Is it time to push the ‘go faster’ button on cloud computing?
Through a special arrangement, what follows is a summary of an article from Retail Paradox, RSR Research’s weekly analysis on emerging issues facing retailers, presented here for discussion.
RSR’s first-ever benchmark on the state of cloud computing in retail finds that the top expected benefits from the cloud for retailers are improving speed and agility while maintaining manageable costs.
That ran counter to our going-in presumption that the driving force behind cloud adoption was the ability to flex with sudden seasonal or promotional volume spikes. Indeed, cloud as a pure delivery mechanism falls to the bottom of the list.
There’s some interesting energy behind that finding. The two groups that are typically charged with deploying business applications — the IT organization and the e-commerce group — are the ones that retailers want to adopt a cloud strategy.
It’s fair to point out that about one-half of our survey’s respondents come from the IT discipline itself: a whopping 98 percent of IT respondents report they can make the best use of cloud. IT, however, is the top beneficiary, according to 60 percent of non-IT respondents, as well.
The inference is clear: Year-after-year of complaints about the ever-growing IT backlog has taken a toll and retailers see the cloud as a way to accelerate technology-driven improvements to the business. Cloud is retailers’ real attempt to move beyond “retail time” to consumer time.

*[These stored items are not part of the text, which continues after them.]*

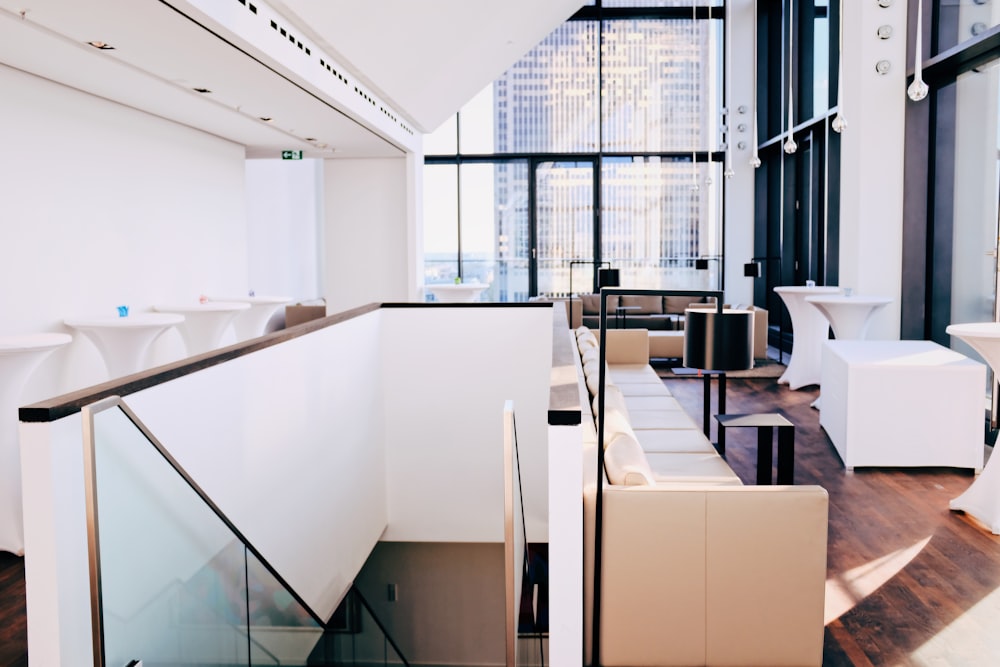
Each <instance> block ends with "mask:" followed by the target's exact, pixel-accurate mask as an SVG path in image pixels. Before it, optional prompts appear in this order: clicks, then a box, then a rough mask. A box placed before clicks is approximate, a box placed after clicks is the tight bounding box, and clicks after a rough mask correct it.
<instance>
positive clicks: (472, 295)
mask: <svg viewBox="0 0 1000 667" xmlns="http://www.w3.org/2000/svg"><path fill="white" fill-rule="evenodd" d="M489 286H490V285H489V283H456V284H454V285H452V284H450V283H445V284H443V285H425V286H424V289H426V290H427V291H428V292H430V293H431V294H433V295H434V298H435V299H437V300H438V301H440V302H441V303H471V302H473V301H478V300H479V296H480V295H481V294H482V293H483V292H485V291H486V290H487V289H489Z"/></svg>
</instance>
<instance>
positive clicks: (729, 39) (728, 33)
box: [722, 0, 736, 178]
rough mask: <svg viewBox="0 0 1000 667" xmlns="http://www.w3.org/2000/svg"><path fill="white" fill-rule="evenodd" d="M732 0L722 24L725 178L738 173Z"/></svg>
mask: <svg viewBox="0 0 1000 667" xmlns="http://www.w3.org/2000/svg"><path fill="white" fill-rule="evenodd" d="M732 6H733V3H732V1H731V0H727V1H726V5H725V16H723V20H724V21H725V24H724V25H723V26H722V30H723V32H722V48H723V49H725V50H726V54H725V55H726V57H725V61H724V62H725V64H724V67H723V72H722V75H723V76H724V77H726V109H727V110H728V111H727V113H726V169H725V171H723V172H722V175H723V176H724V177H725V178H732V177H733V176H735V175H736V171H735V170H734V169H733V83H732V81H733V32H732V30H733V28H732V25H733V16H732V13H733V11H732Z"/></svg>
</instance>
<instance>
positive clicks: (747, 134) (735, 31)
mask: <svg viewBox="0 0 1000 667" xmlns="http://www.w3.org/2000/svg"><path fill="white" fill-rule="evenodd" d="M726 4H727V5H730V4H731V5H732V9H731V11H732V14H731V17H732V48H733V56H732V58H731V59H730V64H731V66H732V68H733V71H732V73H731V92H732V99H731V100H727V102H726V106H727V108H728V109H729V115H728V123H729V145H730V151H731V152H732V155H731V160H732V166H733V171H734V172H735V174H734V175H733V177H732V178H725V177H723V182H724V185H725V188H726V199H725V207H726V247H725V256H726V284H725V286H724V287H725V293H726V302H728V303H733V304H737V303H742V304H751V303H753V284H754V281H753V279H752V278H747V277H745V276H744V275H743V264H745V263H746V262H749V261H750V258H751V257H753V256H754V252H753V246H754V244H753V239H754V219H753V218H754V206H753V200H754V179H755V177H756V176H755V172H756V170H755V169H754V168H753V167H751V166H750V155H751V148H752V146H753V108H754V81H755V79H754V71H753V58H752V57H750V56H747V55H746V54H752V53H753V44H754V41H753V31H754V28H755V26H756V24H755V22H754V18H753V7H754V3H753V0H739V1H738V2H733V3H726ZM740 108H743V109H744V113H740V111H739V110H740ZM741 126H745V129H742V130H741V129H739V128H740V127H741ZM740 142H743V143H744V144H745V146H744V148H742V149H741V148H739V147H738V145H739V143H740Z"/></svg>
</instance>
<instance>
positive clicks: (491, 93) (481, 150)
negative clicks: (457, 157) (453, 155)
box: [458, 83, 496, 155]
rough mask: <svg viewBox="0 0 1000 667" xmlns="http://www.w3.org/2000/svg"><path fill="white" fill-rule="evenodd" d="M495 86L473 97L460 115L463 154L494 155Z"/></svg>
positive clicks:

For over-performing retail winners, the challenges cloud computing is expected to address include:
- The need for more speed and agility
- Keeping up with customer wants and needs
- Becoming a 24X7 business
- Gaining flexibility to adopt or abandon solutions faster
- Pressures to cut costs
In the full report, we warn retailers against thinking of cloud-based solutions as a “magic bullet.” Indeed, retailers seem overly optimistic about their ability to layer cloud-based solutions over legacy systems without integration challenges.
There is other evidence in the report, however, that retailers are taking a sober approach to the cloud. For example, “performance and SLA compliance” rates as a top concern, followed closely by “keeping cloud costs in check.” These issues are closely related, since poor performance will inevitably trigger additional unanticipated costs to rectify the problem.
DISCUSSION QUESTIONS: Have expectations around what cloud operating platforms can deliver for retailers changed over the years? What should be the primary concerns about cloud adoption at this point?